ISLAMABAD: The government appears to have made up its mind to facilitate a new LNG terminal replacing an existing one for maintenance to avoid international litigation and probe reasons behind delayed decision-making in contract management and fix responsibility.
Informed sources told Dawn that based on deliberations of a meeting presided over by Prime Minister Imran Khan, the minister for law and justice would present a way forward to the Cabinet Committee on Energy (CCoE) at its meeting on Thursday.
The law minister has personally heard viewpoints of almost all stakeholders of the LNG supply chain, including public and private sector entities, on the subject, examined the LNG supply agreements (LSAs) and related matters and a detailed position would be placed before the CCoE.
The CCoE meeting to be presided over by Planning and Development Minister Asad Umar would take up two major issues — updates on LNG terminals and North-South Gas Pipeline project — besides reviewing implementation status of closure of some old power plants and a report on the LPG situation.
“There has been exchange of more than 60 letters between the parties — Sui Southern Gas Company Limited ((SSGCL) and Engro Elengy Terminal Limited (EETL) — on dry docking of the Floating Storage & Regasification Unit (FSRU), since January 2019,” a senior official said.
Obviously, somebody or some people have been sleeping on it that needs to be explained and the persons identified. Also, someone has to answer if Qatar was not closed due to Covid-19 where Exquisite FSRU of US firm Accelerate was to be inspected and repaired, then who was responsible for ensuring the terminal to leave Port Qasim.

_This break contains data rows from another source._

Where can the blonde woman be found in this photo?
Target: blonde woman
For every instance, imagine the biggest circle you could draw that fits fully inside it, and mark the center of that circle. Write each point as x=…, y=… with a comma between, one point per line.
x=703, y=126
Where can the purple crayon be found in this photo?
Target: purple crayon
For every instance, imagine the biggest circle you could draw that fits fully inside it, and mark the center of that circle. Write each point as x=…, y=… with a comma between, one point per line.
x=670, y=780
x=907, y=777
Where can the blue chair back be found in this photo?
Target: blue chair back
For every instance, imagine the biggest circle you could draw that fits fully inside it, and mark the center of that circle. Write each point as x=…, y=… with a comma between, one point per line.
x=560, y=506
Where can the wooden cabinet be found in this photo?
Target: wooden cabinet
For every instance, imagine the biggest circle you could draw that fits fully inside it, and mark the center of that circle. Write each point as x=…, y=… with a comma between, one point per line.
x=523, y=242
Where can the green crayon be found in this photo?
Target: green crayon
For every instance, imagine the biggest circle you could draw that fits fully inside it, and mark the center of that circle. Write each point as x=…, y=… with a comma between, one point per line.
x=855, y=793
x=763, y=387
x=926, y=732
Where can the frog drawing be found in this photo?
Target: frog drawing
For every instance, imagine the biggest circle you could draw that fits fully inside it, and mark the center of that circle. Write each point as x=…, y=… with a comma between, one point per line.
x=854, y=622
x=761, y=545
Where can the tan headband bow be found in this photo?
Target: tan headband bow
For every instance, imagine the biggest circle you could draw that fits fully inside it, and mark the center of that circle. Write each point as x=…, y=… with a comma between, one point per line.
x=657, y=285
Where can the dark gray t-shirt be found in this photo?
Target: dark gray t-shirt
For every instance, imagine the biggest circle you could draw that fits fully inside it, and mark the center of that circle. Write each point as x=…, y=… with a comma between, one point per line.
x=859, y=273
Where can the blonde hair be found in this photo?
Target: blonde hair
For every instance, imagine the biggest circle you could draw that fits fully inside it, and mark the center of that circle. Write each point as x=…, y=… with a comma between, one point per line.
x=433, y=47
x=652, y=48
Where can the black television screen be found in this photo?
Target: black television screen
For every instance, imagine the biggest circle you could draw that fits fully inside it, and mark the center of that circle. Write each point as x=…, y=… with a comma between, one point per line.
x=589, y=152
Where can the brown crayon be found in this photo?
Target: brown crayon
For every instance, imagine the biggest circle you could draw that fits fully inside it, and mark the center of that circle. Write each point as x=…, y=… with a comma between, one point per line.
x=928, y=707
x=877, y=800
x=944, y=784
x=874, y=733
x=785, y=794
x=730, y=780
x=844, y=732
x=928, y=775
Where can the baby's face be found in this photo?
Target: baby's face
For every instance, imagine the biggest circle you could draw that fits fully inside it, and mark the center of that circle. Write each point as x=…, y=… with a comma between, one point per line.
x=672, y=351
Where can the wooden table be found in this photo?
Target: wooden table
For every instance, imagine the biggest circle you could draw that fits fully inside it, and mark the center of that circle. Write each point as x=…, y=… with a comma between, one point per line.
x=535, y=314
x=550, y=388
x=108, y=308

No official word came out of the meeting held at the Prime Minister Office, but officials said the relevant ministries were asked to investigate these matters and take them to a logical conclusion. It was felt that contract management and enforcement weaknesses should be addressed on a permanent basis.
Informed sources said a couple of SSGCL officials, who were opposed to dry docking of FSRU Exquisite on June 29, had already been sidelined.

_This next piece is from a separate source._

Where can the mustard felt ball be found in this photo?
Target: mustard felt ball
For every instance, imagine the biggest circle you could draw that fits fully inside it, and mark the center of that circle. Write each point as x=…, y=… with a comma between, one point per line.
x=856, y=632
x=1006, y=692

The officials said the maritime affairs ministry was opposed to dry docking of Exquisite for being demanded for preventive reasons and should be delayed until August when demand is to come down in Ashura holidays. However, it contended that immediate release could only be allowed for corrective or emergency reason, which was not the case.
However, it was also noted that inspectors of Class Society had done in situ inspection of FSRU in March this year and concluded that it was not possible to delay it beyond July 10 and only then the US firm and Engro had given a panic call to SSGCL on March 30.

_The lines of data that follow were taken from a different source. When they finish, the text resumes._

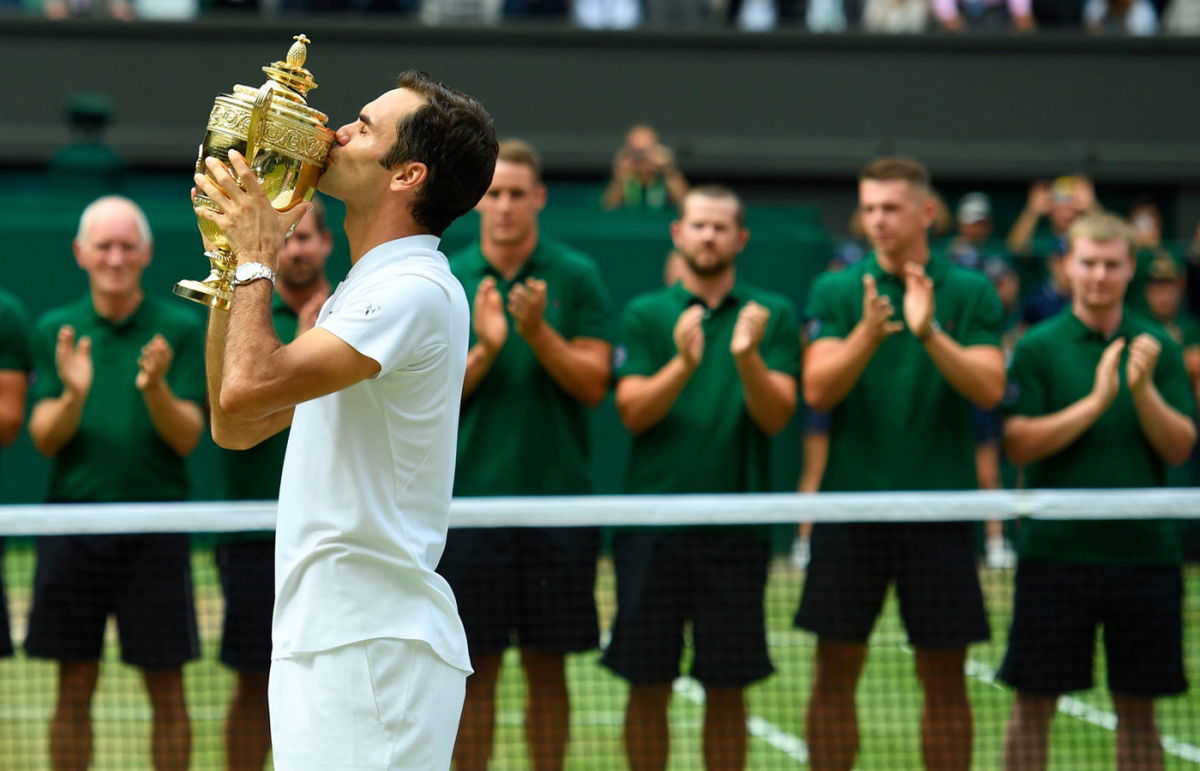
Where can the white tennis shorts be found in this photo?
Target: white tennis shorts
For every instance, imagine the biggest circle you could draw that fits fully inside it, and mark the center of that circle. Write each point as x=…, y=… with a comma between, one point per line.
x=372, y=705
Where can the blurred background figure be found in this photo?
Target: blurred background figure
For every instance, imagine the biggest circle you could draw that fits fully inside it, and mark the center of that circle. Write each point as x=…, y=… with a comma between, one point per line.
x=990, y=16
x=645, y=174
x=1120, y=17
x=87, y=163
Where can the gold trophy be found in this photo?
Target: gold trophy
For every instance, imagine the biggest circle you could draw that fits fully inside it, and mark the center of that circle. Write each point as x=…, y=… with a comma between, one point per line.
x=285, y=142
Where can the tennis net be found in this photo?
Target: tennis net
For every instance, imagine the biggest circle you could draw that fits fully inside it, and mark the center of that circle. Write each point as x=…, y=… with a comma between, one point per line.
x=888, y=695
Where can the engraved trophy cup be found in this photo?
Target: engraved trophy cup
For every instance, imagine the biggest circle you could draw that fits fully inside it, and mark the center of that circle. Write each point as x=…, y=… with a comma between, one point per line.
x=285, y=142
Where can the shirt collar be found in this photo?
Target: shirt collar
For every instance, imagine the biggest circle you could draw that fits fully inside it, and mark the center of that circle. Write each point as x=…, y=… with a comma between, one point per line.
x=936, y=269
x=399, y=249
x=736, y=297
x=1079, y=330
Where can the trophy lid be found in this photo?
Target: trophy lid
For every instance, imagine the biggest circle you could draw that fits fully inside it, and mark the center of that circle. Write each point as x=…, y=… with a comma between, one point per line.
x=292, y=73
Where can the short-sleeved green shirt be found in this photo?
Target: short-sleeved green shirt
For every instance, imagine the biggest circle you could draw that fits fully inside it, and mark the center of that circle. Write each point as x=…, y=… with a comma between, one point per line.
x=1055, y=366
x=15, y=354
x=117, y=454
x=903, y=426
x=707, y=442
x=520, y=432
x=253, y=474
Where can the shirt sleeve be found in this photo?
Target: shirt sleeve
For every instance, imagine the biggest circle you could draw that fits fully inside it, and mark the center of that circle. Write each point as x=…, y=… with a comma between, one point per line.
x=822, y=317
x=394, y=320
x=1025, y=392
x=15, y=350
x=781, y=351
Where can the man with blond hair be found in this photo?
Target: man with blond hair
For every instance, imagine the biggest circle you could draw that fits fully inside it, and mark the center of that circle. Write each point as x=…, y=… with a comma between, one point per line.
x=901, y=345
x=539, y=358
x=1098, y=398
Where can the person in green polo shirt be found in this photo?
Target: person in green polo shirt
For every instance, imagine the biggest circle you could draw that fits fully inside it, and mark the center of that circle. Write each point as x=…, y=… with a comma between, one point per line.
x=540, y=356
x=903, y=345
x=15, y=368
x=1098, y=398
x=246, y=561
x=706, y=374
x=118, y=405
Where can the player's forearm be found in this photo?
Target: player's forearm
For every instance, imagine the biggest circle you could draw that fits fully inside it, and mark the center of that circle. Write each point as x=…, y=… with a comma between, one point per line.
x=1170, y=432
x=580, y=368
x=13, y=387
x=249, y=372
x=479, y=364
x=1030, y=440
x=977, y=372
x=643, y=401
x=769, y=395
x=179, y=422
x=55, y=422
x=832, y=368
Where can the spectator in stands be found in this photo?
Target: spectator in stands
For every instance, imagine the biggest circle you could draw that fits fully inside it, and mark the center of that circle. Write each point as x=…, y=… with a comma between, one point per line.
x=706, y=375
x=15, y=366
x=895, y=16
x=1121, y=17
x=900, y=392
x=972, y=243
x=1099, y=398
x=645, y=174
x=1164, y=303
x=984, y=15
x=540, y=356
x=118, y=405
x=246, y=561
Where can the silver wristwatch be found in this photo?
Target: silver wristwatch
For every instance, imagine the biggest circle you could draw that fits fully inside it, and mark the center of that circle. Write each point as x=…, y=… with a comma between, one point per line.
x=252, y=272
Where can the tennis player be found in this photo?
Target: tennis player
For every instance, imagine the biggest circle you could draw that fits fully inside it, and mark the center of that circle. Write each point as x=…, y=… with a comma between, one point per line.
x=369, y=655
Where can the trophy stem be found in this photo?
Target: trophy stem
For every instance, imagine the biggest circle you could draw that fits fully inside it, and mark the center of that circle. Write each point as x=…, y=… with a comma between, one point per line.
x=216, y=291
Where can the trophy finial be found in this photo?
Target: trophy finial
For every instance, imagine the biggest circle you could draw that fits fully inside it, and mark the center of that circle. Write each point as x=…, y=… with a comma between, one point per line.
x=291, y=72
x=299, y=51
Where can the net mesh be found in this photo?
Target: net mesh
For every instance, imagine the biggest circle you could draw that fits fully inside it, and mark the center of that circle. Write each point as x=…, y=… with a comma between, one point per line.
x=888, y=695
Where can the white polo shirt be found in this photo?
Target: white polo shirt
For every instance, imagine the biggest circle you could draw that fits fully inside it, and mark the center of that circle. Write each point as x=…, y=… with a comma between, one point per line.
x=365, y=495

The Petroleum Division is reported to have explained that it had been left with the worst case scenario to deal with an eventuality but it also has to be kept in mind that expiry of the certification of FSRU, non-availability of its insurance or refusal of any incoming LNG ship to be unloaded at the terminal could also have serious consequences. It also has to be examined in totality as if all these questions are to be addressed at the International Court of Arbitration and what could be the possible outcomes, it was advised.
It had also been put on record that the Port Qasim Authority (PQA) had already allowed Engro on June 16 to replace the existing terminal with new one. LNG pumping during this period would remain completely shut for two days and then gradually build up to 92 per cent on the 7th day i.e. July 5.
The officials said that while the Power Division mentioned lower than required gas supplies, the Petroleum Division questioned the backup plan for power generation for 15pc shortfall in gas supplies for only two days. It was reported that 600 million cubic feet per day gas would not be available for just two days out of 3,800mmcfd of total gas supplies, but there was no arrangement in place to run 13 furnace oil-based plants being paid capacity payments.
The authorities were asked to move quickly and plan to minimise loadshedding till July 8-9 until dip in Tarbela power generation gets back to normal.
The Petroleum Division said it could not provide less than 350mmcfd LNG to three major power plants to avoid liquidity damages as firm demand from the power sector was 500mmcfd and the division was providing 700mmcfd to power plants even though requirement may be higher.
The sources said furnace oil and diesel arrangements were in place to make up for the shortfall over the next few days and no further imports may be required in the short run as per the power sector’s demand projections.